Rev. Lisa Cook is a second-career minister. When she worked in the corporate world, her relationship to homelessness wasn’t what it is now.
“I would have to walk from my building on Second Avenue down past Broadway,” she says, “and that was my first experience in realizing that … there were people outside and, you know, the only people outside [late at night] then … were the people who lived there.”
She says she was afraid of the people she saw sleeping on the streets. She never talked to them and they left each other alone. Now, she says, she’s making up for lost time.
There are well over 100 campsites in Davidson County where unhoused people live year-round. The sweltering heat of southern summers is one thing — we know that’s coming — but our winters can be dangerously challenging. Now, with Sacred Sparks Ministry, Rev. Cook supports people with low income — including Angie Basham who lives in a tent.
“She is someone who will not go into shelters,” Cook says, “so she uses this propane with heaters to stay warm when it’s really cold outside.”
For Cook, a day dropping off fuel is really just like any other day. As a street chaplain, she provides essential food, resources and laundry service to folks living in extreme poverty.
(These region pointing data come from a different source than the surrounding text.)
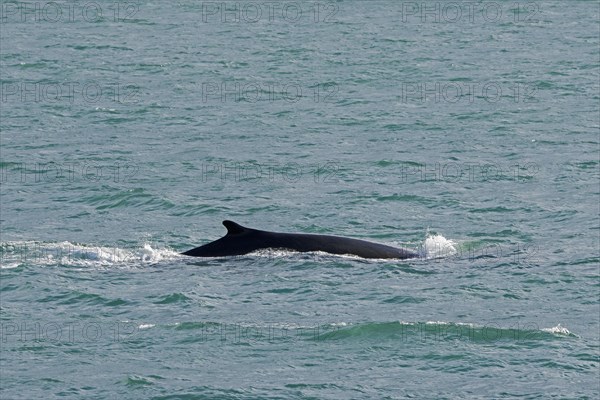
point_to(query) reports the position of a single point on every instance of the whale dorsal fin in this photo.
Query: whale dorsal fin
(233, 228)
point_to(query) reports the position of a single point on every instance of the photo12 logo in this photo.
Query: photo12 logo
(452, 12)
(252, 92)
(66, 172)
(466, 92)
(68, 92)
(268, 11)
(66, 11)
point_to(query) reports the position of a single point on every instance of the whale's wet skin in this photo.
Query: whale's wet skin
(241, 240)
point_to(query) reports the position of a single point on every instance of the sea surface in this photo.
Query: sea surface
(467, 131)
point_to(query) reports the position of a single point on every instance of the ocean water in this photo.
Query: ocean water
(468, 131)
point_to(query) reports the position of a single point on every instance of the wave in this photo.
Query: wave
(16, 254)
(376, 332)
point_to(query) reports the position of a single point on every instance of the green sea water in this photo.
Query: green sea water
(468, 131)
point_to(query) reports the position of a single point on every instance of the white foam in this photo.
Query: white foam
(559, 330)
(15, 254)
(437, 246)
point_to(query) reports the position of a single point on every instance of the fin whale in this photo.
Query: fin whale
(240, 240)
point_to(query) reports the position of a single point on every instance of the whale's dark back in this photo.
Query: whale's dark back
(241, 240)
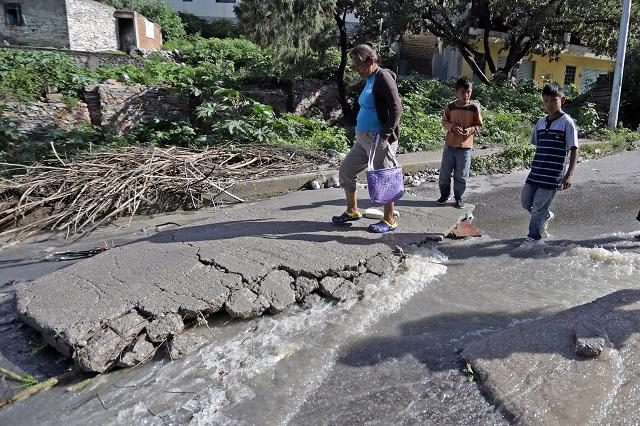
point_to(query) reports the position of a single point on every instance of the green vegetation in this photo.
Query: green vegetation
(27, 76)
(214, 69)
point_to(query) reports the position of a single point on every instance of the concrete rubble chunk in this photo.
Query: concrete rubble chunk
(106, 345)
(305, 286)
(276, 289)
(366, 279)
(338, 288)
(532, 371)
(329, 285)
(168, 325)
(186, 343)
(381, 264)
(591, 339)
(217, 263)
(140, 352)
(346, 291)
(244, 303)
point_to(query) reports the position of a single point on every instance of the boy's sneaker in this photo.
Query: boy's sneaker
(443, 199)
(546, 224)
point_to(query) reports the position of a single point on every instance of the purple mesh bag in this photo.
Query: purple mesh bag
(385, 185)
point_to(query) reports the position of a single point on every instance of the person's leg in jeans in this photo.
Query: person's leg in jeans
(447, 166)
(355, 161)
(461, 172)
(537, 201)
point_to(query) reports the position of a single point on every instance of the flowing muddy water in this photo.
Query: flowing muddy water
(393, 357)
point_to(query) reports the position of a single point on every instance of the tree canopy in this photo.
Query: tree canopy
(525, 27)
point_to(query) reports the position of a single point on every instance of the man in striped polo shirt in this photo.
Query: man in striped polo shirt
(554, 136)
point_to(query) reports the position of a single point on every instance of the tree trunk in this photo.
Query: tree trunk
(487, 51)
(347, 110)
(474, 65)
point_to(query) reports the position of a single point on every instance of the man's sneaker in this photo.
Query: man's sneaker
(546, 224)
(530, 242)
(443, 199)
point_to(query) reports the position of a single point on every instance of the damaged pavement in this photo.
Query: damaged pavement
(118, 307)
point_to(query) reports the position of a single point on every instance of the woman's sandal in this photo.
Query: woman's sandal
(346, 217)
(382, 227)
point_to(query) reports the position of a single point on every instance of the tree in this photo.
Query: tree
(526, 26)
(157, 11)
(293, 27)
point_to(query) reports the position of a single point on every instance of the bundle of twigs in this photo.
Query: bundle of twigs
(76, 196)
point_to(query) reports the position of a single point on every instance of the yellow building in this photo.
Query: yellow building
(576, 65)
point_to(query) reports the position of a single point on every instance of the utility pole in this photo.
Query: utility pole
(617, 77)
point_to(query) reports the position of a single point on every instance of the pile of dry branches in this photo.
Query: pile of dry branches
(76, 196)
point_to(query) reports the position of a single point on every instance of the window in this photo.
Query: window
(149, 29)
(569, 76)
(13, 14)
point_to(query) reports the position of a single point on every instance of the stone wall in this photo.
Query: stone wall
(92, 26)
(310, 95)
(302, 97)
(144, 42)
(36, 117)
(121, 107)
(45, 24)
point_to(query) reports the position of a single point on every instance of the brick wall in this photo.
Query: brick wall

She says “all three of those are done under the umbrella of pastoral care and relationships, which is what this ministry is really founded on.”
At her campsite, Basham says the new, larger propane tank lasted at least three to four cold days, which is “way better than the little green ones.”
The main focus of Cook’s ministry is laundry, and Basham jumps at the chance to get everything clean before moving to a new tent. It’s red and brown and on a little bit of an incline which is going to help in the rain. This is something she’s learned in her years living outside, and she gives some advice for people, like her, who are trying to stay as warm as possible when the temperatures drop.
Basham says she takes flat bedsheets and safety pins them across the roof on the inside, “now it acts as insulation,” she says. “It’s because the roofs are netting, and then you got the canopy that goes over it. If you take the bedsheets and safety pin them, you got a barrier … and it blocks the air.”
“You got to adapt to your surroundings,” Basham says, and walks Cook back toward her van — telling her she loves her.